To determine whether tidal volume is associated with mortality in critically ill, mechanically ventilated children.Data Sources:
MEDLINE, EMBASE, and CINAHL databases from inception until July 2013 and bibliographies of included studies without language restrictions.Study Selection:
Randomized clinical trials and observational studies reporting mortality in mechanically ventilated PICU patients.Data Extraction:
Two authors independently selected studies and extracted data on study methodology, quality, and patient outcomes. Meta-analyses were performed using the Mantel-Haenszel random-effects model. Heterogeneity was quantified using I2. Study quality was assessed using the Newcastle-Ottawa Score for cohort studies.Data Synthesis:
Out of 142 citations, seven studies met the inclusion criteria, and additional two articles were identified from references of the found articles. One was excluded. These eight studies included 1,756 patients. Mortality rates ranged from 13% to 42%. There was no association between tidal volume and mortality when tidal volume was dichotomized at 7, 8, 10, or 12 mL/kg. Comparing patients ventilated with tidal volume less than 7 mL/kg and greater than 10 mL/kg or greater than 12 mL/kg and tidal volume less than 8 mL/kg and greater than 10 mL/kg or greater than 12 mL/kg also showed no association between tidal volume and mortality. Limiting the analysis to patients with acute lung injury/acute respiratory distress syndrome did not change these results.
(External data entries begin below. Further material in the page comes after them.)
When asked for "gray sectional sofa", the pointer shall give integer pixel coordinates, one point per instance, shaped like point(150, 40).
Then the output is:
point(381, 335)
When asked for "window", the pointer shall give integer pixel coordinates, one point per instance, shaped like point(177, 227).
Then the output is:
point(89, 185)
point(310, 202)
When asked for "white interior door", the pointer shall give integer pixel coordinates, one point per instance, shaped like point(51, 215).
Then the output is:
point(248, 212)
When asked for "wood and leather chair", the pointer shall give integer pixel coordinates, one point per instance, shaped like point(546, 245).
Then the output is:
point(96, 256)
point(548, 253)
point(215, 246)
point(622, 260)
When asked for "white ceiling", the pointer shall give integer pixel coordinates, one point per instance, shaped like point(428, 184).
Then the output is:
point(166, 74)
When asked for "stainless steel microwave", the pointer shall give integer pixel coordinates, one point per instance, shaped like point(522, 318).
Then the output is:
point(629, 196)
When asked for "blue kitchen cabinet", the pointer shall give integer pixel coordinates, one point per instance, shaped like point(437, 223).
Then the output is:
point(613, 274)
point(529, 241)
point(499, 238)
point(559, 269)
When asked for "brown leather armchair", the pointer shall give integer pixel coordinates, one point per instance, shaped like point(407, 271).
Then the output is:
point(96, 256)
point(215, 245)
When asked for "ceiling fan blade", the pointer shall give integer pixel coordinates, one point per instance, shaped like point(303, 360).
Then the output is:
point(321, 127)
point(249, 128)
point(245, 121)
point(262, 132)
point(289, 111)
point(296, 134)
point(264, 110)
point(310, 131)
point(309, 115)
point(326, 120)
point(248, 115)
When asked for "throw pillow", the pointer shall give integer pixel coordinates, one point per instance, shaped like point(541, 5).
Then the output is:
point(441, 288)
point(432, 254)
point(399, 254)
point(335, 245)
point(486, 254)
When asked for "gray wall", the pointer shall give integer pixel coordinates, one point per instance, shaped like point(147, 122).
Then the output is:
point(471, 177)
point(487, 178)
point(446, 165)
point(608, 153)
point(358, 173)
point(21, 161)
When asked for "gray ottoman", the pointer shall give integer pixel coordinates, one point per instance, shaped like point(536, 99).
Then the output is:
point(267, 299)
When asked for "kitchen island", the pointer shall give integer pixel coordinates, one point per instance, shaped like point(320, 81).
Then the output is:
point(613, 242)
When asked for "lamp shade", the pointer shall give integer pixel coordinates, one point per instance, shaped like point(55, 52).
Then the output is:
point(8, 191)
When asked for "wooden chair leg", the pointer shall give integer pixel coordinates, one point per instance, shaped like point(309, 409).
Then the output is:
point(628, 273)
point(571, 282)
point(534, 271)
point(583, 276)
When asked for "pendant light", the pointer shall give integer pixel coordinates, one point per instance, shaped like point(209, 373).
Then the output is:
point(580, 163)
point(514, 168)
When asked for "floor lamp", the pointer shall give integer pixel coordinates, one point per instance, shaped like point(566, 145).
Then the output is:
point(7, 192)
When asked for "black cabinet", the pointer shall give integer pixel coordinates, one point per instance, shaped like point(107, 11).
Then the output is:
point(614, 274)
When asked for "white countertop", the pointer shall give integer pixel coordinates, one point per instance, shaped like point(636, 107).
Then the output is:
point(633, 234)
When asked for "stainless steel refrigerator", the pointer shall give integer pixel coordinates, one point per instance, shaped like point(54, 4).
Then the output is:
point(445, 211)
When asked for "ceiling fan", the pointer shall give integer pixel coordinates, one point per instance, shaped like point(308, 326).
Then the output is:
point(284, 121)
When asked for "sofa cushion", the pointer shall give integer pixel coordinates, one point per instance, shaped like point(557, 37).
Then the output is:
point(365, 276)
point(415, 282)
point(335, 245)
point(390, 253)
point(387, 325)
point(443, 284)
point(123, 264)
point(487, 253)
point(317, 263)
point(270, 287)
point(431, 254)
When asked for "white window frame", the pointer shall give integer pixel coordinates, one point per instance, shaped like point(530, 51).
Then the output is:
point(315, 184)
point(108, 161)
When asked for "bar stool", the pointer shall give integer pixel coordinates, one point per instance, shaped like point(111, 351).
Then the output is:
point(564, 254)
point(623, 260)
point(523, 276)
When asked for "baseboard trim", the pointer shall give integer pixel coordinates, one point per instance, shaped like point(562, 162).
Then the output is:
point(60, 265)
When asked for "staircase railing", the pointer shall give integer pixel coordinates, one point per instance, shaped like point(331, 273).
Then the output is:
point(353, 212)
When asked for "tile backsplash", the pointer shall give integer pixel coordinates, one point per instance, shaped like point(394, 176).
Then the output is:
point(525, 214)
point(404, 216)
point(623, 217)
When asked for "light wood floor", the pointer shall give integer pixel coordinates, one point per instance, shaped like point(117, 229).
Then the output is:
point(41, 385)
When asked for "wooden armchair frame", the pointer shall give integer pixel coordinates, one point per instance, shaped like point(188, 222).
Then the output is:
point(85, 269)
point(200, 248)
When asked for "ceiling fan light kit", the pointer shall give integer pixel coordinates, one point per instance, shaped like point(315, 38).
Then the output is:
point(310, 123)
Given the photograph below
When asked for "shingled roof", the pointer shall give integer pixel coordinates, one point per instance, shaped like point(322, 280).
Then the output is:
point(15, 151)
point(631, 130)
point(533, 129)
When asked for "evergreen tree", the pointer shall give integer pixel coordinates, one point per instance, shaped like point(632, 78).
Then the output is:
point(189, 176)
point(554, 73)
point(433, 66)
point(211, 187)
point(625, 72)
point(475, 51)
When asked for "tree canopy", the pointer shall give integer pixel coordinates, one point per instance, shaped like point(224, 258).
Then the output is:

Heterogeneity was observed in all pooled analyses.Conclusions:
A relationship between tidal volume and mortality in mechanically ventilated children could not be identified, irrespective of the severity of disease. The significant heterogeneity observed in the pooled analyses necessitates future studies in well-defined patient populations to understand the effects of tidal volume on patient outcome.